My Heart Breaks (A Rant)

My Heart Breaks (A Rant)

Today was an objectively good day. I had a great night’s rest, called my family, spent quality time with my partner, studied interesting topics, did some work, ate delicious food and even won a close volleyball game.

But even with these good days, my heart silently breaks at the injustice and suffering in the world. It breaks at the billions starving worldwide and the 600 million who live in extreme poverty. It breaks at the 700 million people who cannot read or write, who will be forgotten by history, and will never know a world outside theirs.

It breaks at the one million people who take their own life every year, the 20 million to attempt to, and the many more who suffer quietly in ways that people and numbers can never know.

It breaks at the cruelty of war and the spilled blood of innocent people. It breaks at the powerfully manipulative forces of religion, media, and cults, which promise connection and salvation, but often deliver division and pain. It breaks at the practices of racism, sexism and other -isms which lazily judge people by their group identity rather than the individual.

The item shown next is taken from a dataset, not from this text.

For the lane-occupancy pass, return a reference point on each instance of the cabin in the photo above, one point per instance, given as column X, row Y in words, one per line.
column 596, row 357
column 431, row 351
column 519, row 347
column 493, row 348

But maybe there is hope. Maybe there is hope in the power of human ingenuity, which has led to amazing feats like the lightbulb, electricity and mathematical questions that elegantly describe the world’s architecture. Maybe there is hope in the power of technology, which has given us the internet, the moon landing, and devices with unprecedented capabilities. Maybe there is hope in human expression, which has given us gifts of music, art, theatre and literature. Maybe there is hope in a deity, or time, or something greater than my understanding.

One time, I asked a Buddhist friend how he felt about injustice in the world. He said, “life is suffering,” and shrugged his shoulders. The first of the four noble truths. I remember how he smiled warmly at me. I remember thinking, “Maybe that’s true. Maybe that’s just how things are.”

But often, like tonight, it just doesn’t feel enough. It feels like we can do better than a that’s-how-things-are mentality – that we have a duty to better the planet we were placed on.

Perhaps we can only keep improving ourselves each day, one step at a time, until it’s our turn to change the world.